— Он говорит, эти диспуты просто безумие! — Кабир переводил, еще сопротивляясь, еще несогласный, но уже утихая. — Такие диспуты враги, прижав к дверям уши, слушают с наслаждением. Революция, говорит, это и хлеб и винтовка. Это и пуля и мегафон. Пусть агитатор берет листовку, учитель — книгу, солдат — автомат. Если враг победит, он не станет разбирать, кто солдат, кто учитель, а повесит всех вместе тут, на Майванде, на одном фонарном столбе. Чем мы слабее, говорит, тем враг сильнее. Чем мы сильнее, тем враг слабее. Вот что он говорит!
Секретарь райкома издали улыбнулся Волкову. И Волков шагнул к нему, по пути пожимая руки, видя, как меняется выражение лиц, ему адресуются улыбки, кивки. Поздоровался с Кадыром, присел на кровати, чуть отодвинув автомат с мегафоном.
— Я слышал, — сказал Волков, не желая надолго отрывать секретаря от дела, — вы готовите раздачу хлеба. Хотел бы узнать когда, хотел бы присутствовать.
Кадыр повернулся к приколотому на стене, нарисованному от руки на кальке плану района: хаотические ячейки Старого города, сплетение тупиков и улочек Баги Омуми, прямое сечение Майванда, упиравшегося в Чамане-Хозури.
— Сегодня мы ходили в Старый город. В очень бедные семьи, в самый бедный хазарейский народ. Писали бумаги, кто в голоде, у кого дров нет, у кого нет мужа, не может принести в дом деньги, купить лепешку. Самый бедный народ писали в бумагу. Будем бесплатно давать муку, давать масло, давать дрова. Есть склад Муки для самых бедных. Приходите смотреть, — Кадыр говорил по-русски, медленно шевеля окаменелыми губами, но подбирал слова твердо и верно. — На другой неделе я вам позвоню.
— Спасибо. Буду признателен. Что еще нового?

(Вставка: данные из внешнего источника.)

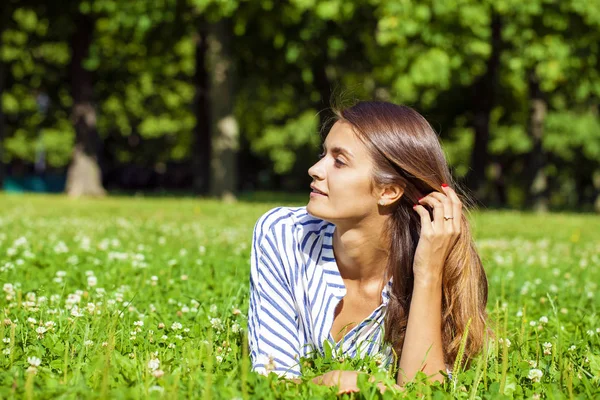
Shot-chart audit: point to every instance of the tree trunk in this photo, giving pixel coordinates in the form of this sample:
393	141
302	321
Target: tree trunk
2	74
223	124
202	137
484	99
538	180
84	177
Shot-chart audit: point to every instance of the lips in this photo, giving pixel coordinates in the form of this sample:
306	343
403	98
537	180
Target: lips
317	190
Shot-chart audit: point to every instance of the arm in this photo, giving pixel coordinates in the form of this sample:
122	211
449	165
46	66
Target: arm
272	319
423	348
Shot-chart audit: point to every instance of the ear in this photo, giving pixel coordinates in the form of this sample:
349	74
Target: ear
390	194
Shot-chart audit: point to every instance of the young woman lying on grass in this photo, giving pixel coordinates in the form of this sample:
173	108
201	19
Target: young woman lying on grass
380	261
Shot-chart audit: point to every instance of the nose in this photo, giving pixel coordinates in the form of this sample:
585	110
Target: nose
316	172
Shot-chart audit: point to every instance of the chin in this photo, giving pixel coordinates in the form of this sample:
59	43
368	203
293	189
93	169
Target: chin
313	209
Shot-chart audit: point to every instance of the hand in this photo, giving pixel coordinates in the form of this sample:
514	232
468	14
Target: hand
346	381
438	236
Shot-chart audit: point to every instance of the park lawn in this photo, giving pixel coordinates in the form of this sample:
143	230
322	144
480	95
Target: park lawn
131	297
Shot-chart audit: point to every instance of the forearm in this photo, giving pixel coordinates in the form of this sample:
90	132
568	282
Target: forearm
345	381
422	349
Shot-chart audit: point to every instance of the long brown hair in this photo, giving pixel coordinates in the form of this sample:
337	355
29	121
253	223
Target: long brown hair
406	151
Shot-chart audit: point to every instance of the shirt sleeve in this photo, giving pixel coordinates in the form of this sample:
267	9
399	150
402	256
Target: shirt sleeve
273	332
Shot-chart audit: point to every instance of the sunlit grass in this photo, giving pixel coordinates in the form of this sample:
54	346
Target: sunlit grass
136	297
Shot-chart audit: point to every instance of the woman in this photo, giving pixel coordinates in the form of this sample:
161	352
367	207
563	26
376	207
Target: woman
380	262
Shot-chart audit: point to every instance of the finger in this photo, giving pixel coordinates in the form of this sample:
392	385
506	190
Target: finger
438	211
457	207
448	211
426	227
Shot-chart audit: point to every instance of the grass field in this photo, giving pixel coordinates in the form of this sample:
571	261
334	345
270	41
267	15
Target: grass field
148	298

— Есть еще новости плохие. Есть плохое сведение.
— Что вы имеете в виду?
— Враги стали входить в дуканы, стали говорить с дуканщиками, нож доставать. Говорят: «Закрывайте дуканы! Если мусульманин, закрывайте, если коран читаешь, закрывайте. Если не закрывайте, мы вас убьем. Дукан поджигаем, голову режем». Это очень плохая новость. Мы тоже идем в дуканы, тоже говорим дуканщикам: «Закрывать дуканы не надо. Бояться не надо. Мы защищаем вас. Если враг к вам придет, мы встаем рядом с вами с автоматом и вас защищаем». Но дуканщики боятся врага. Если закроют дуканы, будет очень плохо, будет очень нехорошо. Народ смотрит на закрытый дукан, начинает волноваться. Народ ходит каждый день дукан, покупает лепешку, покупает рис, покупает чай. Дуканы закрыты — народ ничего не покупает. День голодает. Начинает волноваться. Враг хочет, чтобы дуканы закрыты, чтобы народ волновался. Поэтому мы будем все время ходить по дуканам, говорить, чтоб они открывались.
— Спасибо, Кадыр.
Волков отошел, уступая место другим, терпеливо ожидавшим и сразу же обступившим секретаря.
В коридоре, в сумраке, Достагир, нервно куривший, еще не остывший от спора, пожимал Волкову руку, зло косился на дверь. Сказал по-английски:
— Я не верю болтунам. Не затем я прошел тюрьму, не затем я прошел подполье, чтобы верить болтунам!
— Я как раз тебя хотел спросить о подполье. Ты обещал рассказать. — Волков взял его под руку, уводил от кабинета, от недавней мучительной ссоры. Остановились в полутьме на лестничной клетке, где краснела бутафорская, обтянутая кумачом трибуна, извлекаемая в дни собраний и митингов, та самая, над которой язвил Достагир. Волков устроился прямо в трибуне, раскрыл блокнот. Достагир усилием воли гасил свой гнев. Старался быть любезным. Отвечал терпеливо Волкову.
— Ну что я могу сказать? Было подполье, была борьба. Когда бежал из тюрьмы, товарищи укрыли меня в Старом городе, прямо тут, за Майвандом. Здесь есть такие норы — если спрячешься, до старости никто не найдет. Отпустил усы, стал носить чалму. Если б ты меня тогда увидел, не сказал бы, что я был инженером. Так, мелкий лоточник с тряпьем! Чуть что — сразу явку менял…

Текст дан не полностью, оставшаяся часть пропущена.